The World: Is public service television going commercial?

European PSBs are exploring commercial avenues as tensions over their funding grow. Stewart Clarke investigates.

There's something in the air among Europe's public service broadcasters.

Confronted by fragmented markets and hostility from the commercial sector, several are looking to make an exit from the public service sector.

Italy's RAI will be partially privatised early next year. The Danish government has issued a tender for a chunk of TV2. Two Dutch PSBs are considering linking up with the Belgian commercial broadcaster VTM. In Spain, an investigation into RTVE's funding is ongoing, and Ofcom is in the final stages of its review of public service broadcasting in the UK.

"The biggest single issue between public broadcasters and commercial players is that the public broadcasters get money from advertising as well," Ross Biggam, the director-general of the Association of Commercial TV in Europe, says.

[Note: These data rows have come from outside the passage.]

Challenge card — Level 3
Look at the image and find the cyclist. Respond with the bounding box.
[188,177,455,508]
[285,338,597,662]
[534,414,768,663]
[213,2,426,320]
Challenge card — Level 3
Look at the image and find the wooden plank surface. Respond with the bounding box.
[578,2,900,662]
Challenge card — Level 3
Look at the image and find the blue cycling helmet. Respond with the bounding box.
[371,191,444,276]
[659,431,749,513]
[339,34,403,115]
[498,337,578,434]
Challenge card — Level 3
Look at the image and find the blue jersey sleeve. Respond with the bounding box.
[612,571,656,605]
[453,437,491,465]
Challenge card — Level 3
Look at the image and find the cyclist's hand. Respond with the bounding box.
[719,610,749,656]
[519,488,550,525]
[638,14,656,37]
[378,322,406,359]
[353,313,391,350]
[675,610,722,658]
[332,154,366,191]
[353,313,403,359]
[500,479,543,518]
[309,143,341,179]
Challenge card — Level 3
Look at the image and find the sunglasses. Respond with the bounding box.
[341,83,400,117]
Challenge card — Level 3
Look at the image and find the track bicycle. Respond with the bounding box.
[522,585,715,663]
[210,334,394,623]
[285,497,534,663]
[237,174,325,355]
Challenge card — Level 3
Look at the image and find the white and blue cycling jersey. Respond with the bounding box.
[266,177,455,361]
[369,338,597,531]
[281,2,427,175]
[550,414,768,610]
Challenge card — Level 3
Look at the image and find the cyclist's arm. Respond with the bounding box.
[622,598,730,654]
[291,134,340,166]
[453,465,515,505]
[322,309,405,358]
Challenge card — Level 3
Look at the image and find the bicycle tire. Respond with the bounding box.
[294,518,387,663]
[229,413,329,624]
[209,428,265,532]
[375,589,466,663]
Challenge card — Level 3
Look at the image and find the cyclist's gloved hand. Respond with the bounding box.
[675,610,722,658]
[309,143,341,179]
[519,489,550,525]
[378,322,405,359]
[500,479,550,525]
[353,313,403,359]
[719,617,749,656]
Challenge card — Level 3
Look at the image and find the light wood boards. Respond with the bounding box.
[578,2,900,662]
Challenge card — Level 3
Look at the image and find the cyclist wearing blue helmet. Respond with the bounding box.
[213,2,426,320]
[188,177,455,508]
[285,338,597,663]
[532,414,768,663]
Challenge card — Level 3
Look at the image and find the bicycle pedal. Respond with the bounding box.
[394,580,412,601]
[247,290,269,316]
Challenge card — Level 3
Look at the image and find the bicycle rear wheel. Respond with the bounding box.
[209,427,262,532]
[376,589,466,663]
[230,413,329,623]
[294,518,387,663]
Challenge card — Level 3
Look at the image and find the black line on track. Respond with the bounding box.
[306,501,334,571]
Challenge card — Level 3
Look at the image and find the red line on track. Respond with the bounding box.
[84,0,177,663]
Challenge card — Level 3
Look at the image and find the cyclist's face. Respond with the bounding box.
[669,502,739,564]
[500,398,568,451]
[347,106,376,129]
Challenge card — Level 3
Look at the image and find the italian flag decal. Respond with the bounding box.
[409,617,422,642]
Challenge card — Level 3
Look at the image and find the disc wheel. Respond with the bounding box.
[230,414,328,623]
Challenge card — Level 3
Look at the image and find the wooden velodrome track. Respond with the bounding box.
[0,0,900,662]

TV2 has first-hand experience of the tension created by funding from both state and advertising. It takes the lion's share of Danish TV ad revenues in a market dominated by print media. The level of state subsidies led to a complaint from the Modern Times Group and an ensuing European Union investigation ruled the cash it received exceeded the amount necessary for it to fulfil its PSB remit.

Ironically, MTG is a possible buyer, along with the likes of SBS, Bonnier and Egmont, now that part of TV2 is up for sale. However, Hans Holger Albrect, MTG's chief executive, is sceptical. "If TV2 doesn't get subsidised it is loss-making - it's a question if you can privatise it," he said recently.

The Danish government is committed to trying, in part at least; between 51 per cent and 66 per cent is for sale. The culture minister, Brian Mikkelsen, estimates saving at least DKr100 million (£9.4 million) in licence fees.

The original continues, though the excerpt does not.